He didn't really explain it, but I think what was going on is the rate limiting ...

yardstick · on July 18, 2019

I think you are dead on, yeah it’s the quick rate of large numbers of requests that avoid the per-account rate limiting. Curious how they resolved this— run all authentication requests for a given user serially and in a consolidated fashion at some point. Exclusive lock the relevant db record before checking the code and recording the failure?

hwstack · on July 18, 2019

Yeah, my first thought was make every attempt acquire some per user lock with a timeout. It's pretty much the same thing. Either one would have a negligible effect on legitimate requests and would solve the problem.

roblabla · on July 18, 2019

Could start by incrementing the value, then checking if it's below the threshold, similar to an atomic fetch_add operation. PostgreSQL has RETURNING clauses, SQL Server has OUTPUT clauses, etc...

holy_city · on July 18, 2019

You could pipe the requests into a FIFO without back pressure so excessive requests are dropped by default.

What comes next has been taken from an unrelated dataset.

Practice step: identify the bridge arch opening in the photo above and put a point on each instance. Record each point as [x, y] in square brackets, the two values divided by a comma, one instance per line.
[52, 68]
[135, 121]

chatmasta · on July 19, 2019

Distributed rate limiting is hard. He could hit multiple front ends simultaneously before they have a chance to catchup to the correct counts.

yardstick · on July 19, 2019

Yeah it is hard. The enforcement would need to be done on a single backend. Not all users need to have their auth done by the same specific backend, but each user individually should always have their auth go to the same backend (or same concurrency domain, if distributed locking applies to the architecture).